Multi-Kernel GP (MKGP) — Building on the MTGP work, this extension allows different kernel types and hyperparameters to be assigned to each quantity, rather than assuming a single shared kernel. This better captures the distinct spatial characteristics of different environmental variables. The method uses restricted maximum likelihood estimation (RMLE) with free-form parameterisation of the cross-covariance matrix to jointly learn spatial models and inter-variable correlations.

Multivariate Adaptive Sampling (MVAS) — A sample selection method that considers information gain across all quantities of interest, explicitly leverages prior data based on learned correlations, and incorporates travel cost into the objective function. In experiments on the Jura heavy-metals dataset, MVAS achieved target accuracy with 158 samples compared to 200+ for coverage or random sampling, while reducing travel costs by 41% when the cost term was included.

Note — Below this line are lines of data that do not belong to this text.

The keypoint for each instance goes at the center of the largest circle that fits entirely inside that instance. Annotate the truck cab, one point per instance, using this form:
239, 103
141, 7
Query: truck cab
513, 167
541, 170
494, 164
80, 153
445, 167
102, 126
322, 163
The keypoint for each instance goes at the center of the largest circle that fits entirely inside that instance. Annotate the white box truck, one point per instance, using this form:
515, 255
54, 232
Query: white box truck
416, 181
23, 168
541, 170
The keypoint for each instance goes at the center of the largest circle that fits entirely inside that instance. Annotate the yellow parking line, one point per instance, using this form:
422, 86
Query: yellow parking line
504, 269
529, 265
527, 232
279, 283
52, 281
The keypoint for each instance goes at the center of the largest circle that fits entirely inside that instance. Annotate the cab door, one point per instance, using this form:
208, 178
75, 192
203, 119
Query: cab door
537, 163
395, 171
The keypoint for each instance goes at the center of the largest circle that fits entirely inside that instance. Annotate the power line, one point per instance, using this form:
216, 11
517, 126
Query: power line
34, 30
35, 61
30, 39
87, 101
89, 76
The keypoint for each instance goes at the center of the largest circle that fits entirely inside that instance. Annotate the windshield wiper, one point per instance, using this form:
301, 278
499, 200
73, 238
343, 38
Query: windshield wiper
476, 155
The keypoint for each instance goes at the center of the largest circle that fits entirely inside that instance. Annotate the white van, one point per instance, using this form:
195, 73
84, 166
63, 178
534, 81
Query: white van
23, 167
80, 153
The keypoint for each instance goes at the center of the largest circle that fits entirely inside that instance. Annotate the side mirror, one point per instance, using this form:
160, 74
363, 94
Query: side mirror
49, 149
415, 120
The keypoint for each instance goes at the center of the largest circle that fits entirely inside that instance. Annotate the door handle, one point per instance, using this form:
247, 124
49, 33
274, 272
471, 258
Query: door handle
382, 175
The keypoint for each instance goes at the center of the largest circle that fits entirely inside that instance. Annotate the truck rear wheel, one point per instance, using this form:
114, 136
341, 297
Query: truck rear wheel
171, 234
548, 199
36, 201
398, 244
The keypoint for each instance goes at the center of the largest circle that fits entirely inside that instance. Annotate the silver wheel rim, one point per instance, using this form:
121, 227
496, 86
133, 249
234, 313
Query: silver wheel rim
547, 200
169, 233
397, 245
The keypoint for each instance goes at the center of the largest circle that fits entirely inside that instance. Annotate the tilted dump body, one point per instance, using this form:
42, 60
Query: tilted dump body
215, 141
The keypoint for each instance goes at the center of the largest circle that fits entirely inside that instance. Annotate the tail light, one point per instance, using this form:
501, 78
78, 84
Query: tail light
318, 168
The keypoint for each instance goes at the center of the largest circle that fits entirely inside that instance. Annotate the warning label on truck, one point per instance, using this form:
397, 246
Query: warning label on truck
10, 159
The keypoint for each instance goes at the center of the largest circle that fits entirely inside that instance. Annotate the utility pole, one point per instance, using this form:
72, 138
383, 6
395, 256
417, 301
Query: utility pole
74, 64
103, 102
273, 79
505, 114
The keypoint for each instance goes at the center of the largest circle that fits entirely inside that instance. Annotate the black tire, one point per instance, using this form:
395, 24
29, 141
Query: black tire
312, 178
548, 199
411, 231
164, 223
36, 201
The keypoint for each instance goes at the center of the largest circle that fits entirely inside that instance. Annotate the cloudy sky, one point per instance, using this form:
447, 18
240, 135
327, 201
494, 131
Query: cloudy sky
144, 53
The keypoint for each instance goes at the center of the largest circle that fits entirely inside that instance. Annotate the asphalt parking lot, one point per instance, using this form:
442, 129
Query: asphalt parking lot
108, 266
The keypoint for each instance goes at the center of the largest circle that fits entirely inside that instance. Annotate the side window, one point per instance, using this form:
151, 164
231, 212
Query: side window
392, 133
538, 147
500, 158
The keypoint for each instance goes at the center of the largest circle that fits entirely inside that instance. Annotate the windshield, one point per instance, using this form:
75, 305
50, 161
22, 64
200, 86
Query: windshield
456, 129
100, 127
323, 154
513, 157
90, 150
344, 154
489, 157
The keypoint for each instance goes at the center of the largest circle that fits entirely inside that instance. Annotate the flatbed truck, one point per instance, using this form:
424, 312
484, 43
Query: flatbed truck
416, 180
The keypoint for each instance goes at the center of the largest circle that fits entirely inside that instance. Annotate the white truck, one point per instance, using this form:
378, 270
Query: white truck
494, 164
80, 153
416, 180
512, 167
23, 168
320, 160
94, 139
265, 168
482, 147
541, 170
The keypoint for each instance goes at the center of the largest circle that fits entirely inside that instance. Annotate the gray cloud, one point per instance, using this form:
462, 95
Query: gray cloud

Robotic System Integration — The algorithms were deployed on the Swagbot platform, a 4-wheel independent drive-and-steer robot equipped with LIDAR, RGB-D camera, GNSS, and IMU. The system performs real-time belief map generation, informative sample selection, and autonomous navigation, with computation times of approximately 0.3-0.4 seconds per sample—negligible compared to travel times of 20-60 seconds.

My Contribution

My specific contributions included:

  • Leading robotic system integration, including the guidance, navigation, and control stack on the Swagbot platform
  • Connecting the algorithmic work to practical agricultural monitoring applications
  • Supporting field validation experiments on University of Sydney farm properties
  • Providing guidance on the research direction and key problems faced by active sampling methods
  • Providing guidance on Gaussian Process methodology and adaptive sampling strategies

Applications

The methods were validated across multiple application domains:

Soil Nutrient Monitoring — Mapping the spatial distribution of heavy metals (cadmium, lead, copper) in the Jura dataset, demonstrating that MKGP achieves mean prediction errors of 13–15% compared to 14–17% for single-output methods, with substantially lower maximum errors and variance.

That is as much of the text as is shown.